À época, o Meu Timão trouxe que a oferta do Corinthians era de três anos, com salário progressivo, além de luvas, que lhe renderiam cerca de R$ 1,5 milhão até o fim do vínculo. Agora, três anos depois, o portal conversou com Keven, que explicou que o Timão só foi atrás de sua renovação quando estava tudo certo com o Almería.
"Aquele ano eu achei que realmente seria o ano em que eu pudesse ter uma sequência no profissional. Pelo ano que eu fiz anteriormente (2021) no Sub-20, pela Copinha... Acabou que na hora de fazer o contrato de renovação com o clube não deu certo. Da parte do pessoal (do Corinthians), faltou um pouquinho de comunicação, porque na época eles me afastaram dos jogos. E a princípio eu não sabia o que estava acontecendo. E foi passando o tempo, foram passando os dias, e faltando seis meses para acabar meu contrato, eu tive uma proposta de um outro clube (Almería)", contou em entrevista exclusiva ao Meu Timão.
"Como não tive uma resposta do Corinthians, acabei optando por assinar com outro clube. Já tinha esperado muito tempo e a gente não obteve resposta. Não chamaram para uma renovação. Acabei optando por assinar e garantir o meu futuro. Faltando um mês, o clube (Almería) notificou o Corinthians de que havia assinado um pré-contrato.
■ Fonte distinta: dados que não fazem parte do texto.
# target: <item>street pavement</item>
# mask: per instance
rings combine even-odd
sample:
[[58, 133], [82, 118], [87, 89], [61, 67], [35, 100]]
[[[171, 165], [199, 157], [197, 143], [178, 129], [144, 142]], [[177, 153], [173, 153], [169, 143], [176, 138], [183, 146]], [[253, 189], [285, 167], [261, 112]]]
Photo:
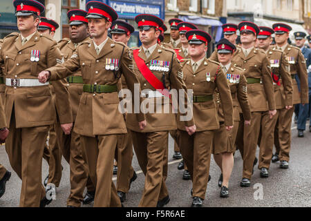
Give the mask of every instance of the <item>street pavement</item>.
[[[308, 128], [308, 125], [307, 126]], [[236, 152], [234, 167], [229, 184], [230, 197], [220, 198], [220, 187], [218, 180], [220, 174], [219, 168], [211, 157], [209, 174], [211, 180], [207, 185], [204, 206], [311, 206], [311, 133], [305, 131], [305, 137], [297, 137], [296, 125], [292, 124], [292, 149], [290, 151], [290, 168], [279, 168], [279, 162], [272, 164], [268, 178], [261, 178], [258, 164], [249, 187], [240, 187], [242, 178], [243, 160], [240, 153]], [[257, 148], [258, 157], [259, 148]], [[173, 154], [173, 140], [169, 137], [169, 174], [167, 186], [171, 201], [168, 207], [188, 207], [192, 199], [190, 191], [192, 187], [191, 180], [182, 180], [183, 171], [178, 171], [177, 165], [180, 160], [172, 159]], [[12, 171], [12, 176], [6, 184], [6, 191], [0, 199], [0, 207], [18, 206], [21, 180], [13, 171], [8, 159], [4, 146], [0, 147], [0, 163]], [[57, 188], [56, 200], [48, 207], [66, 206], [67, 197], [70, 193], [69, 166], [63, 158], [64, 166], [62, 181]], [[138, 173], [138, 179], [131, 184], [124, 203], [126, 207], [136, 207], [141, 198], [144, 185], [144, 175], [140, 170], [134, 153], [133, 166]], [[48, 166], [45, 160], [42, 163], [42, 182], [48, 174]], [[115, 176], [113, 177], [115, 183]], [[93, 206], [91, 203], [82, 206]]]

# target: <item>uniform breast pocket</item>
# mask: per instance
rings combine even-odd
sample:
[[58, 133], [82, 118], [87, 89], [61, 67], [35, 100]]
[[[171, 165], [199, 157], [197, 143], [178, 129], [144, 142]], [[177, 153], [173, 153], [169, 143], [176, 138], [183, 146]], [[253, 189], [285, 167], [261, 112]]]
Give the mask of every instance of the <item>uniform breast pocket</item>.
[[82, 72], [83, 79], [91, 79], [92, 70], [91, 70], [91, 61], [81, 61], [80, 66], [81, 70]]

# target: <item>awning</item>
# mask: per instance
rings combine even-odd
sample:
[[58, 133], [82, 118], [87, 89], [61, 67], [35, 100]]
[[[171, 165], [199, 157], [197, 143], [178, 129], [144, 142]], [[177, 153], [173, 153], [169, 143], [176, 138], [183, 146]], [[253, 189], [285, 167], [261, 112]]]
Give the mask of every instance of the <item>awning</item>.
[[214, 35], [214, 32], [216, 32], [215, 41], [217, 42], [221, 39], [223, 35], [223, 23], [219, 20], [203, 18], [195, 15], [179, 15], [178, 19], [186, 22], [192, 23], [195, 25], [211, 26], [212, 35]]

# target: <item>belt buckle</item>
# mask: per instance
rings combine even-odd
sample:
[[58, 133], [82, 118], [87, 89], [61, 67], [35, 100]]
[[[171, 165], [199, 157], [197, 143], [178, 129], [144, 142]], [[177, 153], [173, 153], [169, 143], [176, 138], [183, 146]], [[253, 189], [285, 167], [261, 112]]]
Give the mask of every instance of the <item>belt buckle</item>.
[[19, 79], [11, 79], [11, 86], [19, 87]]

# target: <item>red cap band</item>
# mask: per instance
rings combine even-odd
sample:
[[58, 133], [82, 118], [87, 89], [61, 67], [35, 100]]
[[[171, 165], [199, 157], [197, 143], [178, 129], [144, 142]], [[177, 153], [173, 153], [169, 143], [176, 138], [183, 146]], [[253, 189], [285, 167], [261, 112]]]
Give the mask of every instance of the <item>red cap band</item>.
[[[22, 7], [23, 8], [21, 8]], [[17, 7], [16, 7], [16, 11], [32, 11], [38, 13], [38, 15], [40, 15], [40, 10], [39, 8], [31, 6], [23, 5], [23, 6], [21, 6], [21, 5], [18, 5]]]
[[106, 12], [104, 10], [100, 10], [99, 8], [93, 8], [92, 9], [92, 8], [90, 8], [88, 13], [88, 14], [91, 14], [91, 13], [100, 14], [100, 15], [104, 15], [104, 17], [106, 17], [108, 19], [108, 21], [112, 21], [112, 20], [113, 20], [112, 17], [109, 14]]
[[75, 17], [73, 17], [73, 16], [70, 17], [70, 21], [84, 21], [84, 22], [88, 23], [88, 19], [86, 19], [85, 18], [85, 17], [80, 16], [80, 15], [75, 15]]
[[50, 30], [53, 32], [55, 32], [56, 30], [55, 27], [52, 26], [50, 23], [46, 23], [46, 22], [43, 22], [43, 21], [40, 22], [40, 23], [39, 24], [39, 26], [47, 26], [48, 28], [50, 28]]

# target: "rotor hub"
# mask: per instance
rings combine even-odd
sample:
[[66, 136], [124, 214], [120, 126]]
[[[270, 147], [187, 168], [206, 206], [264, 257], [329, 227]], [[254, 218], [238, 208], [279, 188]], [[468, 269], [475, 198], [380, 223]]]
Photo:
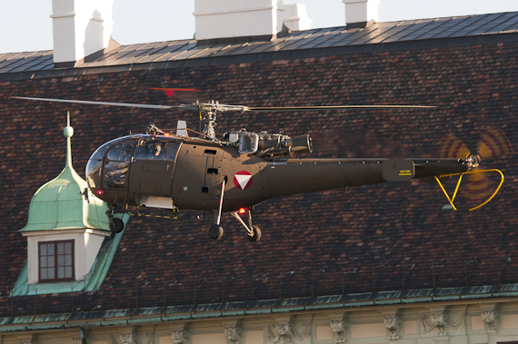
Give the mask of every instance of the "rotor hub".
[[482, 162], [482, 155], [479, 153], [470, 154], [463, 160], [465, 163], [470, 165], [470, 169], [476, 169], [480, 165], [480, 162]]

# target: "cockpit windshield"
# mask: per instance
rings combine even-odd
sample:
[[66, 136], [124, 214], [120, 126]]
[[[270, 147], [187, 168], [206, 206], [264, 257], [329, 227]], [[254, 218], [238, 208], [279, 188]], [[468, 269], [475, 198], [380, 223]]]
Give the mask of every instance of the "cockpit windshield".
[[180, 143], [145, 136], [118, 138], [99, 147], [86, 165], [88, 186], [96, 189], [127, 189], [130, 165], [138, 160], [174, 162]]

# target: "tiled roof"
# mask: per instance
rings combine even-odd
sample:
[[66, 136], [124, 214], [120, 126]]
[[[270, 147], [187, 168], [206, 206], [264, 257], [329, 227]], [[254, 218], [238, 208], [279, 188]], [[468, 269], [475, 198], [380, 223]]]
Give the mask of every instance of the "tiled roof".
[[[261, 44], [274, 43], [248, 49]], [[185, 52], [194, 49], [201, 48]], [[250, 106], [436, 105], [433, 111], [235, 113], [218, 116], [217, 129], [309, 133], [312, 157], [432, 157], [450, 132], [473, 150], [481, 126], [491, 123], [518, 147], [518, 40], [74, 77], [49, 73], [0, 81], [1, 317], [67, 312], [71, 304], [81, 310], [124, 310], [518, 282], [518, 163], [508, 154], [484, 162], [500, 168], [505, 182], [478, 211], [444, 210], [437, 185], [411, 181], [273, 199], [255, 209], [254, 224], [263, 231], [255, 244], [229, 215], [218, 241], [206, 236], [212, 214], [197, 220], [181, 211], [177, 221], [135, 216], [99, 290], [9, 298], [26, 259], [26, 241], [17, 231], [26, 223], [35, 192], [63, 167], [66, 111], [82, 176], [96, 147], [141, 132], [151, 121], [174, 127], [184, 119], [197, 129], [196, 113], [10, 96], [167, 104], [170, 98], [150, 89], [182, 87], [204, 90], [207, 100]]]
[[[304, 52], [314, 49], [474, 37], [518, 32], [518, 12], [449, 18], [376, 23], [367, 28], [345, 26], [298, 31], [271, 42], [198, 46], [195, 40], [123, 45], [76, 67], [106, 67], [244, 54]], [[52, 51], [0, 54], [0, 74], [52, 69]]]

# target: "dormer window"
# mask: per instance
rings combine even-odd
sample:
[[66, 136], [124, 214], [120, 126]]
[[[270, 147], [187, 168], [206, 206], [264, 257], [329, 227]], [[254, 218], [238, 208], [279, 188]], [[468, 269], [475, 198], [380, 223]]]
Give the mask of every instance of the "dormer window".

Aí resolveram vir atrás e conversar, só que eu sentei com a minha família, com meus pais, e decidi que era a melhor opção mesmo sair", complementou.
Assim, no início de novembro o Corinthians fez a oferta, mas já era tarde, pois Keven estava certo com o Almería. O jovem, porém, destacou que sua ideia era seguir no Parque São Jorge. "Não teve essa troca. O que chegou a mim foi que eles fizeram uma proposta e eu disse 'legal, onde a gente assina?' Só que não tinha onde assinar. Foi uma proposta de boca. Não tinha o que assinar, não tinha um contrato físico para a gente olhar e discutir", comentou o jogador.
"Ficamos chateados, porque eu estava no clube há muito tempo e faltou um pouco de cuidado. Quando havia outro clube interessado, aí resolveram fazer alguma coisa. Faltou um pouco de conversa. Eu não tive conversa com ninguém. Não vieram falar comigo 'ah, é assim mesmo, espera que a gente vai fazer'. Só tive uma resposta mesmo quando chegou o aviso do outro clube e vieram assim 'você está fazendo errado; é política do clube, já estava planejado; a gente ia enviar uma proposta'. Quando faltava um mês para acabar o contrato - em novembro - vieram conversar. Não chegasse essa notificação, às vezes nem correr atrás eles correriam. Na hora, preferi assinar alguma coisa, garantir meu futuro do que esperar outra coisa", completou.
Apesar de perder Keven, o Corinthians recebeu cerca de 400 mil euros (pouco mais de R$ 2 milhões à época) de training compensation, um mecanismo da Fifa para indenizar os clubes formadores desses atletas. O valor entrou em evidência no último ano, pois foi com ele que o Timão contratou o centroavante uruguaio Franco Delgado para o Sub-20, que rescindiu com o clube pela Justiça após abrir processo de R$ 600 mil por atraso no pagamento de FGTS.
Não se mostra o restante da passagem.